The jury found Appellant guilty of: one count of intimidation of witnesses or victims, two counts of criminal use of communication facility, one count of obstructing administration of law or other governmental function, and six counts of harassment. Further, the trial court found Appellant guilty of one count of summary harassment. On March 9, 2020, the trial court sentenced Appellant to serve an aggregate term of two to six years in prison for his convictions. The trial court denied Appellant's post-sentence motion on June 10, 2020 and Appellant filed a timely notice of appeal.
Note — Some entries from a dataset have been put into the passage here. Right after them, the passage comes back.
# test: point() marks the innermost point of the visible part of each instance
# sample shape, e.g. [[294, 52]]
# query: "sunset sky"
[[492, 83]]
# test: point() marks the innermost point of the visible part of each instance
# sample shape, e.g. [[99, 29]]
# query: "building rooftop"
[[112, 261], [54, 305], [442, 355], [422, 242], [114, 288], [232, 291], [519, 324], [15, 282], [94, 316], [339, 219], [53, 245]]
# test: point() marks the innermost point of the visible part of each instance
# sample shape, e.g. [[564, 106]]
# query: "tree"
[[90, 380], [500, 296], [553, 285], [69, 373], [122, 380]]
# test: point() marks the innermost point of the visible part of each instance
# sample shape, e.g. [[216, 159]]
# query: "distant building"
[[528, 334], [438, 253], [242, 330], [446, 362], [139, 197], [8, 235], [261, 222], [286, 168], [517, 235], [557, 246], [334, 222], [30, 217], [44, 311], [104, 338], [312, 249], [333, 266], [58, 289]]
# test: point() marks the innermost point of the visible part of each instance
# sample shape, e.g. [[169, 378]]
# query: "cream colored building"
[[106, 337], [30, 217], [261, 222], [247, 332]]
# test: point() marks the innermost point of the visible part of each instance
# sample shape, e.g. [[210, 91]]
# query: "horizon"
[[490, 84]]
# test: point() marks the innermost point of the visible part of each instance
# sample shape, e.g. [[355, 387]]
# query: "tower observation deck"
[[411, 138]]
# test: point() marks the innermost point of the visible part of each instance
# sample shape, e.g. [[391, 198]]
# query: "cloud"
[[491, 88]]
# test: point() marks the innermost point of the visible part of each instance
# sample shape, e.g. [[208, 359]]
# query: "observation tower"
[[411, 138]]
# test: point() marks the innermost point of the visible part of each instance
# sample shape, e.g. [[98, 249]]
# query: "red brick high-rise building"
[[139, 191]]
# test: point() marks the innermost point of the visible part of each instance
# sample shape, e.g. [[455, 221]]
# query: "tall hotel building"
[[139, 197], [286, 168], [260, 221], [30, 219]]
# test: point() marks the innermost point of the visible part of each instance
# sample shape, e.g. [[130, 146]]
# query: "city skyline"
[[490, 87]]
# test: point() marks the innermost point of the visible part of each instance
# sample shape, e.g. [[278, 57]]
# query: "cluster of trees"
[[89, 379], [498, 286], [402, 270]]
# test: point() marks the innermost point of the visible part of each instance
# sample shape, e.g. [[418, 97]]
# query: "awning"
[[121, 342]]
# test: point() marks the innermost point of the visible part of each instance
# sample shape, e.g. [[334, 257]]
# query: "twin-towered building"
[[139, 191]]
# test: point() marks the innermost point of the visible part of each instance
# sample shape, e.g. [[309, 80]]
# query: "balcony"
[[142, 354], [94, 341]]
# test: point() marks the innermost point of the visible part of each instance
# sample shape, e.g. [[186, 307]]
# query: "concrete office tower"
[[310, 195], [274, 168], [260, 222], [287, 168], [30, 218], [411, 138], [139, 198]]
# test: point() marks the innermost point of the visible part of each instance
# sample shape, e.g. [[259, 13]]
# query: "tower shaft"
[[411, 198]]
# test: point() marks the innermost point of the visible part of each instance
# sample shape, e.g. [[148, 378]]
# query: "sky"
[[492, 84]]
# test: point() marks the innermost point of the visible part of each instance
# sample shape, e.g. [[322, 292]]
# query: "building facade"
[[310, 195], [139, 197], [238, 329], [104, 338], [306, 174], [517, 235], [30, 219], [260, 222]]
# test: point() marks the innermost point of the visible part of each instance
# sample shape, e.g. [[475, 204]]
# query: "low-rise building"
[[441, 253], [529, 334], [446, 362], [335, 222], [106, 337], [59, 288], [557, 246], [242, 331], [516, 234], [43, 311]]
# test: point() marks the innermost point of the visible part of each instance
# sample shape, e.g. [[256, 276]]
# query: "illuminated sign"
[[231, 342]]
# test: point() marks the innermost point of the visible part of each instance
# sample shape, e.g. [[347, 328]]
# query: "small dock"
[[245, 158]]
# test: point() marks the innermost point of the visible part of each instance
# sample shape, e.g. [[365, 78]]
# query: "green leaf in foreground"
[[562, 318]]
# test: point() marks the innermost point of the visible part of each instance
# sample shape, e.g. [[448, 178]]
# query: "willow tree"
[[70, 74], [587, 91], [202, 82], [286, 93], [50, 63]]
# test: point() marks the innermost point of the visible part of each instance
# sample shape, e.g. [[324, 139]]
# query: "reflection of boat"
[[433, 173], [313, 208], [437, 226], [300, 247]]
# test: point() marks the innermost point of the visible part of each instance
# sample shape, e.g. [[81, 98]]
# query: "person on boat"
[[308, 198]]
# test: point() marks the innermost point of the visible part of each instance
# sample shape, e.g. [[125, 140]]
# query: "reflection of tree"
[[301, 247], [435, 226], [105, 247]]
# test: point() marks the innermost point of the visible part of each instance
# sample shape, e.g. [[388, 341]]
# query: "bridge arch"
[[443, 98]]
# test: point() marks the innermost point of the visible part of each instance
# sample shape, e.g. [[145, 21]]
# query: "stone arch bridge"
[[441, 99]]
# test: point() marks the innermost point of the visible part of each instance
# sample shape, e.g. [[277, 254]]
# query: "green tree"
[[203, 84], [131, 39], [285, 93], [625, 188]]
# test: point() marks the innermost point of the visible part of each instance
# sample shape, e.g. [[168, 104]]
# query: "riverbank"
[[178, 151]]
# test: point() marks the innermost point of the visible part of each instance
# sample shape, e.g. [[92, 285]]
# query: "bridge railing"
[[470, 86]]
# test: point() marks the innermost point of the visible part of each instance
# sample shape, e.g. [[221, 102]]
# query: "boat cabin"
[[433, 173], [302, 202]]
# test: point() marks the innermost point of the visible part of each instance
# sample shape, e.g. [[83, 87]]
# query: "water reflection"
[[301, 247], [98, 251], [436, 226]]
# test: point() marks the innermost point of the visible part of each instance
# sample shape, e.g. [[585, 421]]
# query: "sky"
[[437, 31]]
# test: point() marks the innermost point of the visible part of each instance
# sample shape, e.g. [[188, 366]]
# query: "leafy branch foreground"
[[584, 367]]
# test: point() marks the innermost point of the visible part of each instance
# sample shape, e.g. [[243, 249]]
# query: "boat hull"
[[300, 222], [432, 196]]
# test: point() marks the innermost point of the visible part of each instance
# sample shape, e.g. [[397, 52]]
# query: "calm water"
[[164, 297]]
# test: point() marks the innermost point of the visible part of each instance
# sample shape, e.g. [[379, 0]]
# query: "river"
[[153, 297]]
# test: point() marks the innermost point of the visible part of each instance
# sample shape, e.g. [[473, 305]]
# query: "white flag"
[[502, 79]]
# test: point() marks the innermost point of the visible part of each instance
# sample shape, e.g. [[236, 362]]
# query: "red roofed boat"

Appellant numbers four claims on appeal:
18 Pa.C.S.A. §§ 4952(a)(3), 7512(a), 5101, and 2709(a)(5), (6), and (7), respectively.
1. Whether the trial court committed error and abused its discretion when fashioning a top of the guidelines [two to six] year cumulative sentence for [Appellant] by considering actions for which he was acquitted as well as irrelevant facts?
2. Whether the trial court committed error and violated [Appellant's] right to due process by preventing the cross examination of complaining witness, [the victim], at sentencing?
3. Whether the trial court committed error and abused its discretion by failing to appropriately address or issue any sanctions for the Commonwealth's impermissible retention of attorney-client work product?
4. Whether the trial court committed error and abused its discretion by failing to account for the [victim's] established
complicity and thus failing to find sufficient evidence for the convictions?Appellant's Brief at 5-6 (some capitalization omitted).
We have reviewed the briefs of the parties, the relevant law, the certified record, the notes of testimony, and the opinion of the able trial court judge, the Honorable Risa Vetri Ferman. We conclude that Appellant is not entitled to relief in this case, for the reasons expressed in Judge Ferman's August 21, 2020 opinion. Therefore, we affirm on the basis of Judge Ferman's thorough opinion and adopt it as our own. In any future filing with this or any other court addressing this ruling, the filing party shall attach a copy of Judge Ferman's August 21, 2020 opinion.
Judgment of sentence affirmed. Jurisdiction relinquished.
Judgment Entered.
[*] Retired Senior Judge assigned to the Superior Court.